To characterize quickly "Egypt" in the opening scenes, Block invoked not only Jenny Tiramini's rich costumes but also pillows rather than other furniture, an effective shorthand device on this stage (and one that is scripted for a "Senate" scene in Coriolanus 2.2.0). Other distinctive choices included Cleopatra's touching Enobarbus on the cheek and then looking back at him at her exit in 3.13 as if to anticipate his choice to leave Antony or to prefigure the future. Later, Rylance did not take a second asp but rather at "Nay, I will take thee too" ( 5.2.312) gestured downstage at the audience or at an imagined Antony.

A key moment in this production (and one I had much anticipated) was the raising of Antony in 4.15 to Cleopatra and the other two "women" placed above. In Pimlott's RSC version with no visible monument, Antony was placed in a chair center stage, and the three women, far downstage facing the audience, pulled on imaginary ropes and moved backward until level with him. At the Globe, by means of strong acting choices, Shelley's Antony managed to dampen the laughs often elicited by the botched suicide (e.g., at "How, not dead? not dead'?"--4.14.103) or his subsequent question to Cleopatra's messenger ("When did she send thee' "--l 19)--in Stratford, Bates swallowed the former line but did get a laugh on the latter. In contrast to the botched suicide, the strenuous physical effort needed to hoist Antony up (and the length of time consumed doing so) evoked titters from playgoers--and the image presented included not only Charmian and Iras struggling in the background but Cleopatra hauling on a rope while standing on the railing of the above. What was most revealing to me was that such laughter was not damaging but rather was integrated into a larger, inclusive effect. The key to this effect was getting the audience back into the proper mood for Antony's death and Cleopatra's epitaph (preceded by Rylance's cry of despair), and here the actors succeeded, with the mood enhanced by the visible presence of four Romans waiting silently below. Overall, the physical difficulty of the hoisting became central to the "imagery" or ironies of the scene. It provided an important context for the death and the reaction to that death. As staged here, the awkwardness was essential so that it could be transcended.

Staging Shakespeare's scripts on a reconstituted Globe stage certainly does not serve as "the answer to all problems," with or without strictures from the "authenticity police." Nonetheless, among a host of provocative 1999 choices, I found the RSC versus Globe approaches to Cleopatra's monument particularly instructive.
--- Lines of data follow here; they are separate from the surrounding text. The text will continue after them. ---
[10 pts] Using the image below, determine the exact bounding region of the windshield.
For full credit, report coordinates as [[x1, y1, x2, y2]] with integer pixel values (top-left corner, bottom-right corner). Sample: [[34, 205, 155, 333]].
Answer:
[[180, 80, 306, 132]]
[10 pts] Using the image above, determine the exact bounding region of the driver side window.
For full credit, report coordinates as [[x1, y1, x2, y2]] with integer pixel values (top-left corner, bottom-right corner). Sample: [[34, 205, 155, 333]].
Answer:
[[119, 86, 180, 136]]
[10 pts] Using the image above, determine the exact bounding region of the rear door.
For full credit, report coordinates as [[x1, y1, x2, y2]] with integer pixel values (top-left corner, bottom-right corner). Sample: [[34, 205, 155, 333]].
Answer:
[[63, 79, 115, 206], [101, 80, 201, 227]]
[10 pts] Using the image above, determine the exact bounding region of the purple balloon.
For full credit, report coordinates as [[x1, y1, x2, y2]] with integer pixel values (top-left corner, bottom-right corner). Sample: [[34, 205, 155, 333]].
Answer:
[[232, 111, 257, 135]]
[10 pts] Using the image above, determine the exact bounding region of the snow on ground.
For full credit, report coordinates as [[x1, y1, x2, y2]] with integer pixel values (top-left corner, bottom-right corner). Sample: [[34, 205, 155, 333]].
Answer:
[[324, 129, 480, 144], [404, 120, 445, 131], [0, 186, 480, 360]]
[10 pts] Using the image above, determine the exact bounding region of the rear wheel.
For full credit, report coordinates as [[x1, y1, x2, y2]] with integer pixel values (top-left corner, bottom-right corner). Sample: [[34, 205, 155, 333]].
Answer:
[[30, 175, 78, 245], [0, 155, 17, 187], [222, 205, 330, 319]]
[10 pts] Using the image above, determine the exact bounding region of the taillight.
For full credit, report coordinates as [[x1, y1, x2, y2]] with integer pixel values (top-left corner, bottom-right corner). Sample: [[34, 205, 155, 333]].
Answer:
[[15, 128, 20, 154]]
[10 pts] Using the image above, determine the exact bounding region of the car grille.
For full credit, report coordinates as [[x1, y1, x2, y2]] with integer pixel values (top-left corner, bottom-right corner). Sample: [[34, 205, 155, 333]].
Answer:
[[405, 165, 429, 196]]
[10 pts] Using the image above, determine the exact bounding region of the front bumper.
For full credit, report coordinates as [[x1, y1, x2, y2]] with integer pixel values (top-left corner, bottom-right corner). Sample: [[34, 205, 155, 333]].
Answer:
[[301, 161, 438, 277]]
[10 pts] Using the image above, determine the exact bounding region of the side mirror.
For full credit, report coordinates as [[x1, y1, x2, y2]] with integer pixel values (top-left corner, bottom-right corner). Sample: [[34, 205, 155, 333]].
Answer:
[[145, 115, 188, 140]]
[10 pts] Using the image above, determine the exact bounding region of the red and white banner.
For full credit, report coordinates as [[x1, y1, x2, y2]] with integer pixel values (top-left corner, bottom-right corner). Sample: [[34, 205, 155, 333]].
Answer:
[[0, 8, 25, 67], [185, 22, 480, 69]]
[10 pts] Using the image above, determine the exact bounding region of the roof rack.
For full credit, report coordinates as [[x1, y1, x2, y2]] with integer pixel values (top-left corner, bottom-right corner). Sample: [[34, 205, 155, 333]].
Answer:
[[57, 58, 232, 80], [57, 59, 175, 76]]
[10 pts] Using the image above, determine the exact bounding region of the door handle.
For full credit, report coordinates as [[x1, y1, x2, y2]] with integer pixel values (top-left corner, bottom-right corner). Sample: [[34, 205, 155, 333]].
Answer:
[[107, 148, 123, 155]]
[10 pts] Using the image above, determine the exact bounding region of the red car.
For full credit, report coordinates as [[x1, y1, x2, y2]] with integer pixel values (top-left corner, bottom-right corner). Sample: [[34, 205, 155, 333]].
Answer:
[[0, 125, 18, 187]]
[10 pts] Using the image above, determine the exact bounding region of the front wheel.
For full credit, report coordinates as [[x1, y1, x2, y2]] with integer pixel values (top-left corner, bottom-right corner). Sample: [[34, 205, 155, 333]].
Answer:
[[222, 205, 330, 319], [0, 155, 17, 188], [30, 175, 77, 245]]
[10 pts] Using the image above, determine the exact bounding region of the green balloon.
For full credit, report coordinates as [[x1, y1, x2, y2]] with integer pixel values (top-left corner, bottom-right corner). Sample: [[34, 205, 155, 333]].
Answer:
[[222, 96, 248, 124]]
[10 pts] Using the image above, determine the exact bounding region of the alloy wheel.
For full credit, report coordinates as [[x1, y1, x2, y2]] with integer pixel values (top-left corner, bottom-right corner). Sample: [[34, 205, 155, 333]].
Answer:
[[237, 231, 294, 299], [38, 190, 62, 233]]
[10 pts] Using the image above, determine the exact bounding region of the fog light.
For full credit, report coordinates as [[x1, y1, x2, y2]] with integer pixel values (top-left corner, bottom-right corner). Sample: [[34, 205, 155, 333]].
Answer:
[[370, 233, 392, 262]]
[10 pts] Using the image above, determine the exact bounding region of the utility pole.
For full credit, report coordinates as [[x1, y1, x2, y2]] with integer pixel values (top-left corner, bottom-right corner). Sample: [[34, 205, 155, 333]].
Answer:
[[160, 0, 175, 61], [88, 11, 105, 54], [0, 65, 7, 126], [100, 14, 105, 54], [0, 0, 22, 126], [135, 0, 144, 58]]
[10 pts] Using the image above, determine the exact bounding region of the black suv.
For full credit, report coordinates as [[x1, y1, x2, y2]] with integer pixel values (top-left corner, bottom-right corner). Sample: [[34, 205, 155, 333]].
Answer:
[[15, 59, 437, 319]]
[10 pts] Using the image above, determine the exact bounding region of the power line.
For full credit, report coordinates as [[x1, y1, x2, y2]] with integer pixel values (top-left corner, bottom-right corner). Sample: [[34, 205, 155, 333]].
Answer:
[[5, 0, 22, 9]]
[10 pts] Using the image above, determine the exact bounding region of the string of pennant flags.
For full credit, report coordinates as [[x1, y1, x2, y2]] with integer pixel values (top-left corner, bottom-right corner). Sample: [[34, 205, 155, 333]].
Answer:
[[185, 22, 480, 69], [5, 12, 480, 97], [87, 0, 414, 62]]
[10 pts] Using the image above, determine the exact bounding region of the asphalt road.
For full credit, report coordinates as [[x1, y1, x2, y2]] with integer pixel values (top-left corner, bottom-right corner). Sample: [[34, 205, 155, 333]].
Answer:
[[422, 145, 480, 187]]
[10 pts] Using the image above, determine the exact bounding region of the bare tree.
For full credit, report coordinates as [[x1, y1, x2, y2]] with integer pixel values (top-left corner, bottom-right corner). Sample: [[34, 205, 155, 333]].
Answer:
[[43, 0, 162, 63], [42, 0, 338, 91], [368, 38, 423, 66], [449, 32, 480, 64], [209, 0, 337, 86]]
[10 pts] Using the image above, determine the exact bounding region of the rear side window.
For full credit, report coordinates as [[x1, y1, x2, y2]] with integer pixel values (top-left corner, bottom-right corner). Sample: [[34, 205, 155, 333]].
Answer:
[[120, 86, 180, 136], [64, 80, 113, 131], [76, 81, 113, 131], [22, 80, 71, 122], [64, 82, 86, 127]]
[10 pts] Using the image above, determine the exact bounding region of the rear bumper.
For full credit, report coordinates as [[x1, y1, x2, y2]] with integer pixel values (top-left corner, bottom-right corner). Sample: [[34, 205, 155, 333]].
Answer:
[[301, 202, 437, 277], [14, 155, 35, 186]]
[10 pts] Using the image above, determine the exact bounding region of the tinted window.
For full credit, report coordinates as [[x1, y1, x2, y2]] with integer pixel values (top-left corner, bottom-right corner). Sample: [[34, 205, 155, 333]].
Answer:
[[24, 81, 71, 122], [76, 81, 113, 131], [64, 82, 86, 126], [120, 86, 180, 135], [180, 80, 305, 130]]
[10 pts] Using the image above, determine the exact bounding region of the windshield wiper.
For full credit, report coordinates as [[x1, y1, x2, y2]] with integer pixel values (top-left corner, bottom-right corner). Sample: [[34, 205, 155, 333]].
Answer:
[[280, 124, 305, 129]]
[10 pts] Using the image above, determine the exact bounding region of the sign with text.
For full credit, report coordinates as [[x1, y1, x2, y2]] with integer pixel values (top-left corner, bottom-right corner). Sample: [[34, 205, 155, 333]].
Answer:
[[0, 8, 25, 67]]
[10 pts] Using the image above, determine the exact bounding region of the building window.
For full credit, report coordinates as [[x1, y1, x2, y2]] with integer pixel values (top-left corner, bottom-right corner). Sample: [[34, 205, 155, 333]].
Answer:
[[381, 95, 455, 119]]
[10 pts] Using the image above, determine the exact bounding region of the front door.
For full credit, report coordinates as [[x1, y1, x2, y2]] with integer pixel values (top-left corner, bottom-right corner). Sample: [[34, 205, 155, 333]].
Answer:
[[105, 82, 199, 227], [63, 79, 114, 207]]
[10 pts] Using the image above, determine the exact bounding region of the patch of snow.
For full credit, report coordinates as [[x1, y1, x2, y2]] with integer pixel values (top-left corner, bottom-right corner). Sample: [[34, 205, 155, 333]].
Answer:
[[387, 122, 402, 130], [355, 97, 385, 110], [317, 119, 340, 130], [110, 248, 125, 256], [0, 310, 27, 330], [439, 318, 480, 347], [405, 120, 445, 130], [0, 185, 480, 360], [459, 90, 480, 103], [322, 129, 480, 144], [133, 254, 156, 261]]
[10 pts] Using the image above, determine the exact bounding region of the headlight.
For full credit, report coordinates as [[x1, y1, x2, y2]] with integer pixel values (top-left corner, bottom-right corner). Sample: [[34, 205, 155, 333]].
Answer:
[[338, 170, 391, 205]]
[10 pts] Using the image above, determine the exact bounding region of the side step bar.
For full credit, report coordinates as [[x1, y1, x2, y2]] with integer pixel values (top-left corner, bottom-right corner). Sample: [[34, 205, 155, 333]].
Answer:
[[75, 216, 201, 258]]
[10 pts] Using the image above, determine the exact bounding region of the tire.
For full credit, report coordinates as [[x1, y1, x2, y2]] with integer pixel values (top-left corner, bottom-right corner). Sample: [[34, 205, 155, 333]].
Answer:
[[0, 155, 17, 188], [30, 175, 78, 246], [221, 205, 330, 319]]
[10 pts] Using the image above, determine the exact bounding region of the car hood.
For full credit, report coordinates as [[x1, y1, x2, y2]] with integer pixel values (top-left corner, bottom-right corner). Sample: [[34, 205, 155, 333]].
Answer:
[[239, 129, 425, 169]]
As a great believer in the role of an audience's "imaginary forces," I am more than ready to participate in the stage conventions crafted by a director, whether with dead figures who walk of the stage or a height that is to be imagined rather than enacted. Still, as with Elizabethan sleeves on Roman conspirators, some practical theatrical choices have significant and sometimes unforeseen interpretive consequences so as to become an integral part of the "imagery" or tone of a key scene. Similarly, changes in the sequence of scenes (as in Nunn's rescripting of Troilus and Cressida) can affect the context for key events, while placing Othello and Othello in a period in which swords are anachronistic in combat can affect the heroic (or anti-heroic) dimensions of a key moment. Like the Egyptian women and Roman soldiers who are directed in the Folio to "heave Antony aloft to Cleopatra" (4.15.37), all interpreters of these plays in the theatre must struggle with daunting problems and flirt with potential disasters. Seeing that struggle at work in this scene at the Globe emerged for me as the most telling single moment of Shakespeare onstage in 1999.

Note: Citations from Shakespeare are from The Riverside Shakespeare, ed. G. Blakemore Evans, 2nd ed. (Boston and New York: Houghton Mifflin, 1997).